# Ideas to Reduce Surface Agitation from HOB filter



## ngb2322 (Apr 9, 2008)

Hi guys - 
I've got a 10 gallon and a 5 gallon tank with DIY CO2 for each. Each also has a HOB filter which results in tons of surface agitation. While I am able to increase CO2 levels slightly, the amount of surface agitation definitely is the wall I'm hitting to higher CO2 levels. Now I don't really want to get different filtration, so I am trying to figure out ways to reduce surface agitation with the filters I have and am looking for ideas. Anyone heard of anything out of the box on this one? The only idea I've been able to come up with so far is to remove the impeller and somehow cut it down so it decreases the flowrate through the filter and would therefore theoretically reduce the agitation.

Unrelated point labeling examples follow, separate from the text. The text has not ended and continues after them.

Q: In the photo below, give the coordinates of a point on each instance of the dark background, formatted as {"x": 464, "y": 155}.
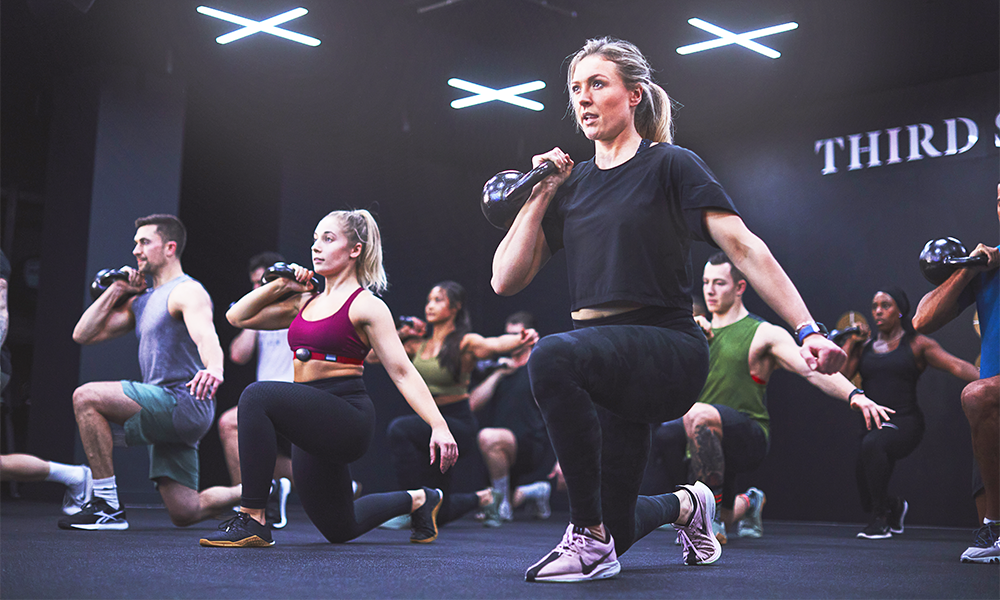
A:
{"x": 131, "y": 107}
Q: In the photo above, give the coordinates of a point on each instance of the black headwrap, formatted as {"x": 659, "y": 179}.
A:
{"x": 902, "y": 302}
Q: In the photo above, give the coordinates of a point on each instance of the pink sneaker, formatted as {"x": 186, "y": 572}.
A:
{"x": 578, "y": 557}
{"x": 700, "y": 544}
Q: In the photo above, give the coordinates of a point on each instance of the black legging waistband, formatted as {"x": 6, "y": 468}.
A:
{"x": 350, "y": 384}
{"x": 654, "y": 316}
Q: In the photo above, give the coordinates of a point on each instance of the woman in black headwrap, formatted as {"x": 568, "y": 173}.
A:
{"x": 890, "y": 364}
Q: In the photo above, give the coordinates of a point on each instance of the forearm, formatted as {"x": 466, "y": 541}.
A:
{"x": 940, "y": 305}
{"x": 210, "y": 352}
{"x": 836, "y": 385}
{"x": 769, "y": 280}
{"x": 496, "y": 346}
{"x": 95, "y": 319}
{"x": 521, "y": 253}
{"x": 242, "y": 347}
{"x": 416, "y": 394}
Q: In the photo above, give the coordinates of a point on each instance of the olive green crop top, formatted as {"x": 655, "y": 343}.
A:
{"x": 438, "y": 379}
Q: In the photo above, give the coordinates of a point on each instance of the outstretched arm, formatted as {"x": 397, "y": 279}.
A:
{"x": 751, "y": 256}
{"x": 373, "y": 316}
{"x": 191, "y": 303}
{"x": 508, "y": 343}
{"x": 786, "y": 352}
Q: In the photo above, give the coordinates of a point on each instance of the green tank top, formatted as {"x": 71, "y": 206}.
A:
{"x": 729, "y": 381}
{"x": 438, "y": 379}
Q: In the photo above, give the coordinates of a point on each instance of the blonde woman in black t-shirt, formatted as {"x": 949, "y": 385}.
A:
{"x": 626, "y": 219}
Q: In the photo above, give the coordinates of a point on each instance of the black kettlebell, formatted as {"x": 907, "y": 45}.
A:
{"x": 104, "y": 279}
{"x": 941, "y": 257}
{"x": 285, "y": 270}
{"x": 507, "y": 191}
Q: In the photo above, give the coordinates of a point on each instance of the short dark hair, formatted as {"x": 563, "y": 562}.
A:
{"x": 168, "y": 227}
{"x": 521, "y": 317}
{"x": 263, "y": 260}
{"x": 720, "y": 258}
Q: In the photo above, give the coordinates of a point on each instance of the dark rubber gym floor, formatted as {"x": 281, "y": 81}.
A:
{"x": 153, "y": 559}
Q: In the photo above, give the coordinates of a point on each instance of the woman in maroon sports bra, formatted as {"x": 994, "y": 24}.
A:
{"x": 326, "y": 413}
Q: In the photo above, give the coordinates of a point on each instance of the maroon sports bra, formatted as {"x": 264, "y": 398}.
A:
{"x": 332, "y": 338}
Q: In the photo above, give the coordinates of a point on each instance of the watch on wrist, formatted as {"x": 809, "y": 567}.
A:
{"x": 808, "y": 329}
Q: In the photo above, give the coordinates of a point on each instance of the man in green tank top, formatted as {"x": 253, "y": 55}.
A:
{"x": 727, "y": 432}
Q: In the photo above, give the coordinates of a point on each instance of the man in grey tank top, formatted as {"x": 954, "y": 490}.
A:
{"x": 173, "y": 407}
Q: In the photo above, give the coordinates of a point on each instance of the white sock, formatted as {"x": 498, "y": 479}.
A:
{"x": 65, "y": 474}
{"x": 533, "y": 491}
{"x": 107, "y": 490}
{"x": 501, "y": 484}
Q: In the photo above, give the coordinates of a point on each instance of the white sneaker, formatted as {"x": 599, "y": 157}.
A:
{"x": 699, "y": 542}
{"x": 986, "y": 546}
{"x": 579, "y": 557}
{"x": 79, "y": 494}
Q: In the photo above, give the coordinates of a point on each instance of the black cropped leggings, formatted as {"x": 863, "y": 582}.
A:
{"x": 330, "y": 424}
{"x": 599, "y": 389}
{"x": 409, "y": 440}
{"x": 880, "y": 449}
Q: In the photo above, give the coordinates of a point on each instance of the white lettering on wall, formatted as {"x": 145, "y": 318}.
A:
{"x": 865, "y": 150}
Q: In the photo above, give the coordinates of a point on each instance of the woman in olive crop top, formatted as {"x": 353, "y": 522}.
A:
{"x": 445, "y": 360}
{"x": 626, "y": 219}
{"x": 326, "y": 412}
{"x": 890, "y": 364}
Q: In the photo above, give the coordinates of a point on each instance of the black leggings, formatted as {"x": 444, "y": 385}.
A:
{"x": 599, "y": 389}
{"x": 409, "y": 442}
{"x": 880, "y": 449}
{"x": 330, "y": 424}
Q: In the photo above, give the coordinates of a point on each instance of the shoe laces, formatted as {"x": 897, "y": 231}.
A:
{"x": 238, "y": 521}
{"x": 573, "y": 542}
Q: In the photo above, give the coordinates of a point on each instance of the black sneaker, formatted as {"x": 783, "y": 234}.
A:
{"x": 878, "y": 529}
{"x": 275, "y": 512}
{"x": 423, "y": 521}
{"x": 896, "y": 515}
{"x": 96, "y": 515}
{"x": 242, "y": 531}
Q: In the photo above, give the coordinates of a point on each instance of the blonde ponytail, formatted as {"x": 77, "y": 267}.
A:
{"x": 360, "y": 227}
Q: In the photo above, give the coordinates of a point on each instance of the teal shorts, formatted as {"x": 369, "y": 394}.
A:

Any ideas would be great!

Thanks,

Nate


----------



## Karebear (Oct 6, 2008)

You can have the tank full enough so that the water touches the outflow of the filter. Otherwise I would try to make something to fit the outflow that will allow the water to flow down without splashing. Hope this helps


----------



## nokturnalkid (Feb 27, 2007)

I remember seeing somewhere someone cut up a plastic soda bottle and attached it to the hob. Part of the bottle was in the water and it reduced the splashing. You could try doin something like that.


----------



## polardbear (Jan 26, 2008)

Using the center strip of a soda bottle works really well with the Aqua Clear hobs.


----------



## Travis.808 (Apr 2, 2009)

I have a emperor 400 and before I got my canister I was gonna do this with it to reduce the agitation never tried it don't know if there would be any adverse affects. Also don't know if yours has a bio-wheel on it. Anyway here's the clip.



btw that's not my clip nor me talking


----------



## Seattle_Aquarist (Mar 7, 2008)

Hi ngb2322,

All three of the above (fluid level, plastic strip, remove bio-wheel and add sponge) are good ideas to reduce surface agitation.


----------